Furthermore, concerns are raised about whether community schools established as
alternatives to the state system are creating a two-tier system, with limited opportunities for
children attending these schools to continue with their education in the state system. As an
end in itself, community participation in schooling appears to have resulted in an
entrenchment and reinforcement of gender relations, rather than empowering those
traditionally excluded from more genuine aspects of participation. Referring to the matrix
presented earlier (Table 1), evidence suggests that, of the range of forms that participation can
take, in practice it is often mainly confined to contribution of resources for building and
maintenance. However, some community-school models do attempt to involve communities
in a broader range of activities in a genuinely-participatory way.
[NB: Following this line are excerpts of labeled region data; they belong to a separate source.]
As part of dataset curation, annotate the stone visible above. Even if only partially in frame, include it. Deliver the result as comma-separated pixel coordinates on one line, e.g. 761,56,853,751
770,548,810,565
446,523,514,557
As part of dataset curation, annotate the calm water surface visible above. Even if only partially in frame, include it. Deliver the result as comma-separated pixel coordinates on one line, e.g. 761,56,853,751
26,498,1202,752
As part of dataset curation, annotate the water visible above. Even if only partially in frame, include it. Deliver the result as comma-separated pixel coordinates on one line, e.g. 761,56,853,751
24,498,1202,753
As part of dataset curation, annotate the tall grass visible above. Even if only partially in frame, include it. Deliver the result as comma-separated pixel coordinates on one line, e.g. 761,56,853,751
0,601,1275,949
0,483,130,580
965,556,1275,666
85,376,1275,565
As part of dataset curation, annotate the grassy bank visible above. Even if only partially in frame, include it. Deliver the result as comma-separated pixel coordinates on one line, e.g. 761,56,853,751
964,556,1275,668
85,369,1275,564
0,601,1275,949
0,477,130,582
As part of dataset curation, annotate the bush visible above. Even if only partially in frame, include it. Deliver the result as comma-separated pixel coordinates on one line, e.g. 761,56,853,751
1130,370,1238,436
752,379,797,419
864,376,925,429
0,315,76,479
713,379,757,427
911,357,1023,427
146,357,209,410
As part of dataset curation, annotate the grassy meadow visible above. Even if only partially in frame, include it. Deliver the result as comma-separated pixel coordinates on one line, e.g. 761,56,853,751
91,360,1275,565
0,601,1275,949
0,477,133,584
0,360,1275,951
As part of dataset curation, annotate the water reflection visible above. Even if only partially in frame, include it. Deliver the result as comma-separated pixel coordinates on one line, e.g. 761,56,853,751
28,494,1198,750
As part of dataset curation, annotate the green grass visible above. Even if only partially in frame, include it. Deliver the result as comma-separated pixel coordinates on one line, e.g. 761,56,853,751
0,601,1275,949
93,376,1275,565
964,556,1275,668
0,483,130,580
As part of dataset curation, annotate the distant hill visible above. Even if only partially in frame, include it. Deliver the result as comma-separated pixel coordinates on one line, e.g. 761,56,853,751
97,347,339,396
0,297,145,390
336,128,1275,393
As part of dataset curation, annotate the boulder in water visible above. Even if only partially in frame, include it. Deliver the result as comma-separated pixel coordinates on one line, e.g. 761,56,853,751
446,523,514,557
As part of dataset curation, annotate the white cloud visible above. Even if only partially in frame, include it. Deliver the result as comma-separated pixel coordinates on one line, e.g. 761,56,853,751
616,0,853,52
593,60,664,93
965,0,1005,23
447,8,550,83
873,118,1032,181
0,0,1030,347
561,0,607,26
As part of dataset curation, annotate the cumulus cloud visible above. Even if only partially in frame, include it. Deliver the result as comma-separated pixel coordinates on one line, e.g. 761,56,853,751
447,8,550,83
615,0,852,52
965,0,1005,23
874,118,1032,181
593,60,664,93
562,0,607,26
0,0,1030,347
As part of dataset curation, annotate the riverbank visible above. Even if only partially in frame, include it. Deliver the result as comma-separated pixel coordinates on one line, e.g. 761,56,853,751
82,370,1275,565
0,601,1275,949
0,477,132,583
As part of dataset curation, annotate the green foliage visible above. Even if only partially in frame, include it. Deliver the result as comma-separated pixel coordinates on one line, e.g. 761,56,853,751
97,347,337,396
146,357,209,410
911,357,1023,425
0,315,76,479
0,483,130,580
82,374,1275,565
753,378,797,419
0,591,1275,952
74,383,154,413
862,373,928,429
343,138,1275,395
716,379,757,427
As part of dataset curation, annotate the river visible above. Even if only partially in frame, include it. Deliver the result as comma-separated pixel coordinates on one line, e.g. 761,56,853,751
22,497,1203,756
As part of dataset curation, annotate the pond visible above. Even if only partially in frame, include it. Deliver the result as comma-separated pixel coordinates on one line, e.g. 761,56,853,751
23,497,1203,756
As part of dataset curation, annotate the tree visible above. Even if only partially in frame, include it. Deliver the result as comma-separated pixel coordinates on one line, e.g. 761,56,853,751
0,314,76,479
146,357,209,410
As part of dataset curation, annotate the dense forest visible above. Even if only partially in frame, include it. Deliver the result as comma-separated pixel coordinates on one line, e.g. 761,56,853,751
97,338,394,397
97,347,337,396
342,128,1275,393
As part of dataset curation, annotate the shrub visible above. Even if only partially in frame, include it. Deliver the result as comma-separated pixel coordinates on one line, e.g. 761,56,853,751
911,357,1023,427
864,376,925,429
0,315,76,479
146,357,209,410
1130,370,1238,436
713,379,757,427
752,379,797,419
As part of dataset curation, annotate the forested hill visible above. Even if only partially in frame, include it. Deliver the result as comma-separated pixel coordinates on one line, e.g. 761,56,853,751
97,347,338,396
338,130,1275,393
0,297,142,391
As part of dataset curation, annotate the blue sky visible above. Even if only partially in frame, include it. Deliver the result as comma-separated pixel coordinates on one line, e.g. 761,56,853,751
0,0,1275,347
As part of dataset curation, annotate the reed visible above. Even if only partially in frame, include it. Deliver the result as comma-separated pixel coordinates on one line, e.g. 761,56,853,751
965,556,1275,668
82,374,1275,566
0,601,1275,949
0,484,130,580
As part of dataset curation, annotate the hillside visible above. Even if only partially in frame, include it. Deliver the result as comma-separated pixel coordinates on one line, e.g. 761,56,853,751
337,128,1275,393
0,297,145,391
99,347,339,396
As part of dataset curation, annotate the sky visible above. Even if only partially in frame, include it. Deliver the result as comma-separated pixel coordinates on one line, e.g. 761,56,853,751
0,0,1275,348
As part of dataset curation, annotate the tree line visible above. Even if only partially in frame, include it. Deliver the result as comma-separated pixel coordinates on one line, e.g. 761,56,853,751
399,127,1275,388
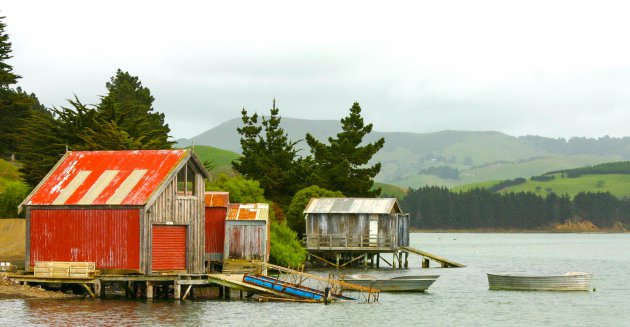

Even in these examples,
genuine participation in decision-making is most frequently undertaken by men in the
community, while women’s role is confined to a pseudo-participatory one, in terms of
providing their unpaid time for school construction activities, for example. However, it is
possible that improvements in access and performance in schooling by gender as a result of
greater community involvement in schooling could have an impact on gender relations in the
longer term, if this is genuinely desired and addressed.